I get it. My youngest son is starting middle school and he makes his own plans for getting to and from school with his buddies. I’m not thinking about which of his friends might need extra help from him at the start of the year. I don’t think the parents or children from eight years ago were uncaring people for not continuing to include my son when they wanted to ride to school at a faster pace. But it would’ve made me jump for joy if they had considered how to make it work for all of them.
It’s hard to have such different needs from the majority of people around you. I had to remain more involved than other parents so that my son could be part of the group. I was the mom asking other parents what their kid’s after-school plans were weeks before school began. I was the mom offering to host kids at my home so my child had a friend to interact with. I was the mom providing fun activities and endless ice cream to make my home the gathering spot. I was involved in social planning longer than other parents. And that can be confusing and overwhelming for other parents who don’t have a child who needs extra help.
Please remember that I’m not bugging you because I want to micromanage my child’s social life. Eight years ago, I was teaching my child how to make plans with friends because he wasn’t able to do it on his own yet. Other kids ventured out into the world with less parental hand-holding, but mine still needed help to interpret and manage the increasingly demanding social world of middle school.
I know it’s not your job to look out for my kid, but I hope you can imagine what it would be like if your child was the one struggling socially. I hope you can imagine that another parent or child reaching out would make all the difference between being included and being ignored. Here’s how you can help:
1. Ask the parent and child what they need. When my oldest son was in middle school, another family wanted to include him in a birthday party at a noisy venue. They asked my son and me how to make it comfortable for him to participate. They were direct and kind and left us with the feeling that it wasn’t a big deal to be accommodating.
2. Offer to try something. Sometimes parents are worried about committing their child to weeks or months of plans with other children.

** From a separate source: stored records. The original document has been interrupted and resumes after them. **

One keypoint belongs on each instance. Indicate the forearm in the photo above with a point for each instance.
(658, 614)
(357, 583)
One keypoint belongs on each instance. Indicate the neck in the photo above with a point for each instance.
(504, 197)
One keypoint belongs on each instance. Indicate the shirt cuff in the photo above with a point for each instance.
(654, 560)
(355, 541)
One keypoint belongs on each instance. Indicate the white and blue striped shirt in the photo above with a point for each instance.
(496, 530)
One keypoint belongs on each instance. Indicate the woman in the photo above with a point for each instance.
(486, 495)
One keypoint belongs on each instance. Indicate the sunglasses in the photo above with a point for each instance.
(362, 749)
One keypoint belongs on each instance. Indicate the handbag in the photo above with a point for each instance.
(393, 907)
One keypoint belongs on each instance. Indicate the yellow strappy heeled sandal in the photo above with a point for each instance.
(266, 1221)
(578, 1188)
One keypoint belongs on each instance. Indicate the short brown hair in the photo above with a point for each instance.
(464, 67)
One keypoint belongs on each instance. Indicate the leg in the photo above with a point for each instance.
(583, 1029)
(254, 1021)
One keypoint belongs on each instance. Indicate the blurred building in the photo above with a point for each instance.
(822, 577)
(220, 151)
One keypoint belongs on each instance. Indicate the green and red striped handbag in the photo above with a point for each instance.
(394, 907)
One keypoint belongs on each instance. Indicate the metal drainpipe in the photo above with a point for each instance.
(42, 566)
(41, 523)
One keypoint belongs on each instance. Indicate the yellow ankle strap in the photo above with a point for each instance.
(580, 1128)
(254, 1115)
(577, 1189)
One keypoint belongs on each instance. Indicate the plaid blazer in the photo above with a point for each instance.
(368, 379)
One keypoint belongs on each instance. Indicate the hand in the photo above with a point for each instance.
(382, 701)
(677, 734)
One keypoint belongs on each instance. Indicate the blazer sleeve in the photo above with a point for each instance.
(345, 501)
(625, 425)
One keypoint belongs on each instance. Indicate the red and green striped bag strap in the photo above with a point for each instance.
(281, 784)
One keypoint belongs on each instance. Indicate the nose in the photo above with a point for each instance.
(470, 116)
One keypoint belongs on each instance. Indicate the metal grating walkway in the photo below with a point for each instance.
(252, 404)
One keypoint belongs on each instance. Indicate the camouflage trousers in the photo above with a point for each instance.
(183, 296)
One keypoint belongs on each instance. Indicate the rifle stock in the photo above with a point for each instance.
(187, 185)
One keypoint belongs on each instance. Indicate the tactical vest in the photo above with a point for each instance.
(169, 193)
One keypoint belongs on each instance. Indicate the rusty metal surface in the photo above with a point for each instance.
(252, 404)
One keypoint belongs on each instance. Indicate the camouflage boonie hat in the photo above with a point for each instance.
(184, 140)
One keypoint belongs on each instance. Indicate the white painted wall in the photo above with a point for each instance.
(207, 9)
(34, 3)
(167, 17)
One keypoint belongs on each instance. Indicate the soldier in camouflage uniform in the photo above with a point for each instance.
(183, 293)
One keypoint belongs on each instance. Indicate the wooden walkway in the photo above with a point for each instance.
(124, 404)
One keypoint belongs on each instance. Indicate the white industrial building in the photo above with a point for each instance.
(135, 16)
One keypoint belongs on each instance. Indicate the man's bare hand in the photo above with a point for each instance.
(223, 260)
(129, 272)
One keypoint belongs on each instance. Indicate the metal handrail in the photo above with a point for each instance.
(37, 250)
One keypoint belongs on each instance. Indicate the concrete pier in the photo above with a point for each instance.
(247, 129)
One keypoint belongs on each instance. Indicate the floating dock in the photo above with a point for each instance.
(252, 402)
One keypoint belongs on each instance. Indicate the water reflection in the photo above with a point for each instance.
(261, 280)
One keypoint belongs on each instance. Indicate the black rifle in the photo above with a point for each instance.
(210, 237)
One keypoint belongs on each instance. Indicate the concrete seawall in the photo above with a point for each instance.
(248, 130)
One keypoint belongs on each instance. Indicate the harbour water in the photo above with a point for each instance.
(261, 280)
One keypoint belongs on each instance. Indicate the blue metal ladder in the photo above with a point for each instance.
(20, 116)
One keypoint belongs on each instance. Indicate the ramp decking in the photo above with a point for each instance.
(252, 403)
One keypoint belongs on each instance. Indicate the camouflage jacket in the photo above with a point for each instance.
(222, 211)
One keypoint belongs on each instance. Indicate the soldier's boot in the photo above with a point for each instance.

Offer to try something for a week, and see how it works out for all the kids.
3. Give children choices about how to build community. Allow kids to choose how they’ll try to include all kinds of kids. It’s not an option to decline building a more inclusive community, but they can choose how to be involved in the process.
4. Give me the benefit of the doubt. If my behavior confuses you, please assume I’ve got a good reason to be anxious. Kids on the autism spectrum don’t typically transition easily to new schools, people or activities. Before any major transition, there was an array of activities that I did with my son to help him prepare and understand what the new setting would be like for him. It included touring the space, meeting with new teachers, looking at the place’s website, talking to students who were already at the school, having go-to people set up for the beginning of the year and having a plan B in case my kid got anxious. It may seem like overkill to you, but that’s what allowed my child to participate in a typical day at a typical school.